Ok, I am the worst at seeing hidden meanings in stuff, so my interpretation of the story may be pretty
simplistic...

Kid grows up extremely sheltered from the whole world. All he ever eats is his own and his aunt's
cooking. She teaches him that it is wrong to kill animals for food, and since he loves them as friends,
he agrees with that. He is never exposed to meat, anywhere.

He is very naive, and when he comes to NY and tastes meat, I think he can not quite make the
connection between the meat itself and its source, so he wants to see it with his own eyes. The guys in
the restaurant were probably just having some fun at his expense by talking about the mysterious
provenance of the meat, not really knowing that some of it might have been people. I mean, you never
heard of mystery meat? Or the stupid jokes about chicken from a Chinese restaurant maybe being cat
or who knows what? They didn't care what happened or where it came from as long as it tasted good.
Like today with animal flesh.

So he goes there and waits with the other people. I thought it was obvious that they were all there to
take a tour of the facilities. Not my choice of a touristy thing to do, but to each their own. So he goes
there and he ends up being butchered with the pigs.
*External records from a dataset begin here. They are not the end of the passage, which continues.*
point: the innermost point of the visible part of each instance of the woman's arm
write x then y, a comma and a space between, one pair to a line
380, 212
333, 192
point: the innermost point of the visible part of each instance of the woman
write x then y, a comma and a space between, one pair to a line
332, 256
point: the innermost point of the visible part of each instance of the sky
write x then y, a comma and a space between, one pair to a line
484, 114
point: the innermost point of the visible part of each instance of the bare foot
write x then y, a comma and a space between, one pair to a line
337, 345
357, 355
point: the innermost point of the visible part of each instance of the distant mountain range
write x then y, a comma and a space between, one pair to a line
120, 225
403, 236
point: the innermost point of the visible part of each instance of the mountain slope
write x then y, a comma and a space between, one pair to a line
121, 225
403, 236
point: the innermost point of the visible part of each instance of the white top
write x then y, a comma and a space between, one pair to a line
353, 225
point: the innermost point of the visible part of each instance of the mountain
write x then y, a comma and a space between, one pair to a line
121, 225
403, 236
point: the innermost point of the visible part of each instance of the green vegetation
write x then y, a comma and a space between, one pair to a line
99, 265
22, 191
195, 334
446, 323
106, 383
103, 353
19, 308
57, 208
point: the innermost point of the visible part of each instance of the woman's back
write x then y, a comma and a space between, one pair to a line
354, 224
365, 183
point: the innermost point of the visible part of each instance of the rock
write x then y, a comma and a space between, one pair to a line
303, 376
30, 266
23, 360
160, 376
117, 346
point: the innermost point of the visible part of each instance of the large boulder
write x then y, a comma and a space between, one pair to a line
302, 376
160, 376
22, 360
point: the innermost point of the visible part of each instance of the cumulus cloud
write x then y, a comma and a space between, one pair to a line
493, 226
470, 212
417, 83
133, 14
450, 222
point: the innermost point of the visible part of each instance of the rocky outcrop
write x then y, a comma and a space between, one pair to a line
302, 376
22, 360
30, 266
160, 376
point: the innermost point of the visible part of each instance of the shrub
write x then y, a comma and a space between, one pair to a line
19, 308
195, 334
Why would the slaughterhouse take people too? Cheap, easy meat! Why not?
Meat is meat, anyway you slice it. There are plenty of true stories about people being turned into pies
and sausages, and I am not just talking about Sweeney Todd.

The waiter not wanting to get closer? I just thought it was healthy NY style self preservation instinct.
You don't want to get too close to a weirdo going nuts over what was most likely a really badly
cooked meat dish...

To me the meaning of it is pretty much at face value...a sad story about a young man plagued by
tragedy since infancy, who ends up getting butchered.

As a child, he agreed that he shouldn't eat his friends, the animals. Then he tasted meat and it was so
good that he forgot that he shouldn't eat his friends. The horror he experienced at the end, I think,
teaches him--and us--that no matter how much we may enjoy the taste of meat (or our traditions, or
those people we share Thanksgiving with), that pleasure does not come close to balancing out the pain
and suffering that it causes the animals.

"The time will come when men such as I will look upon the murder of animals as they now look on
the murder of men." Leonardo da Vinci

I'm still wondering why the people were at the factory and not talking or anything.